Long-Range Smoke Transport: Monitoring with the New European Automatic Lidar Network—E-PROFILE

E-PROFILE is a new network integrating hundreds of Automatic Lidars and Ceilometers (ALCs) with profiling capabilities across Europe. These state of the art ceilometers have the capability to do vertical profiling of aerosols including volcanic ash [e.g. Flentje et al 2010, Martucci et al. 2011], but also of smoke from large-scale biomass burning or dust advected from the Sahara region.

In August 2018 already 215 instruments from 17 countries were operational in E-PROFILE and more than 300 are expected for the end of the year. This network primarily provides vertical profiles of attenuated backscatter coefficient and complements existing networks of high performance research lidars, bringing a high-density network of instruments and continuous real-time data availability. It thus significantly enhances the capabilities of the current observing system to detect volcanic ash and other aerosol types like smoke.

In a tight collaboration between EUMETNET/E-PROFILE, COST/TOPROF and the industry, state-of-the-art ALCs have been characterized establishing a good understanding of the instrument output. Correction algorithms and recommendations for instrument operation have been developed to improve data quality and consistency. Finally, the liquid cloud and Rayleigh calibration methods were implemented to calibrate ALCs in an automatic and unattended manner.

With the capacity of being a dense network of continuous observations, E-PROFILE is contributing to the European H2020 project EUNADICS-AV. The aim of this project is to establish an early warning system and provide detailed now-casting information for the aviation industry in the event of airborne hazards. Among others, these can be ash clouds from volcanic eruptions, outbreaks of Saharan dust or the presence of smoke from large-scale biomass burning which can trigger emergency landings of commercial airplanes.

We will give a detailed description of the network architecture, the calibration algorithms and the benefits of the ALC. Further, case studies of atmospheric events of interest will be presented.

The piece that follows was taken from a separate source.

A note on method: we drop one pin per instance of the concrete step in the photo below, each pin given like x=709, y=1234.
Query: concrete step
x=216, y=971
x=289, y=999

On the one hand, we will show measurements of intense smoke transport. We will focus on the storm Ophelia in October 2017. The large amount of smoke, even after been transported on thousands of kilometers (from Portugal to UK), forced several planes to land in emergency.

On the other hand, we will also demonstrate the performance of E-PROFILE for measuring smoke after very long transport. We will show several example of Canadian smoke transported to Europe. First characteristics of these long-range transports will be established.

To conclude, this presentation will show the added-value of the first ground-based network with such an high number of aerosol profilers.